A Minnesota resident does not need to be a financial expert to successfully emerge from a divorce. However, it may be worthwhile obtain the services of a financial adviser to ensure that grave errors are not made during property division and other financial discussions. Although this might seem like an unneeded expense, failing to secure reliable financial insight could be more costly in the long run.
In some divorce cases, spouses will share a single financial adviser to minimize costs. However, a single party might have a difficult time remaining impartial. If one party is favored during discussions, the other could end up facing devastating financial consequences long after the divorce decree has been formalized. For example, a family home might appeal to a custodial parent who wants to keep some familiarity in view for the children. However, a lack of awareness of equity loans or liens could leave that party in dire financial straights in the future.
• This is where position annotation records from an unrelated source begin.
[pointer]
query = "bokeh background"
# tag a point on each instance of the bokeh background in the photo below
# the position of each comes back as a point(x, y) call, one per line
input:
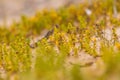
point(12, 9)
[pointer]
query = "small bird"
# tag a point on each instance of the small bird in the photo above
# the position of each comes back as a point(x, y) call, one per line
point(47, 35)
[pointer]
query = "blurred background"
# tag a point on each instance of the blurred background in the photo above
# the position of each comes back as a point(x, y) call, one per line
point(12, 9)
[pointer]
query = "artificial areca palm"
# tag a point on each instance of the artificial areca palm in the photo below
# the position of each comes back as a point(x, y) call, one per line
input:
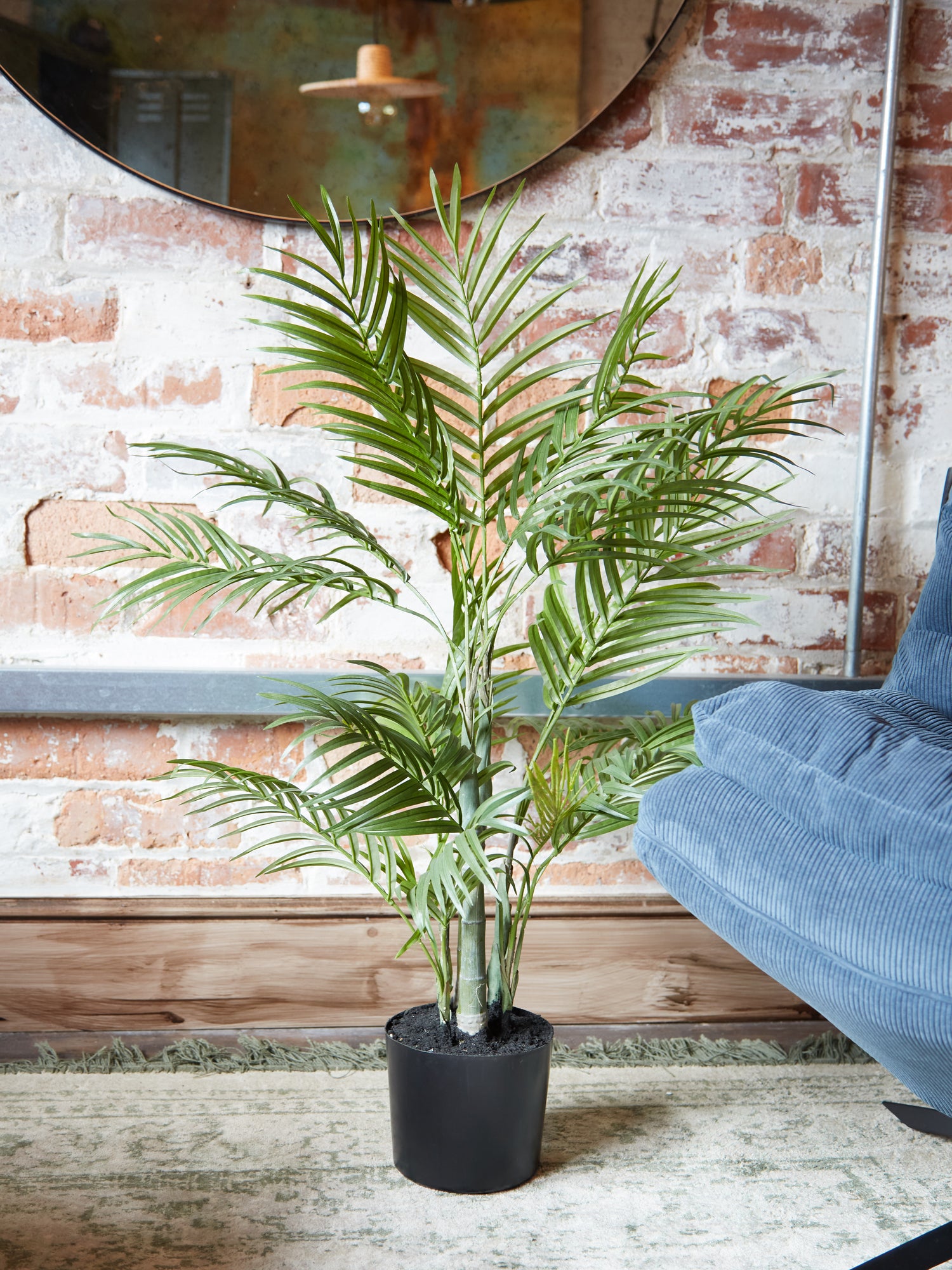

Having one’s own financial representative ensures that all relevant details will be considered so that negotiations are based on a clear understanding of the costs to maintain a home or to cash in certain assets.
Many people wait until financial problems arise after divorce to seek insight. However, discussing one’s status with a financial professional prior to beginning the divorce process can minimize the risks. A financial adviser may also provide wisdom related to tax issues that will become relevant after custody has been determined.
A lawyer may provide recommendations related to locating a reputable financial professional to work with while negotiating a divorce settlement. Additionally, a lawyer may use financial information provided by such a party to formulate a strategy for helping a client to obtain certain assets or agreements during the process.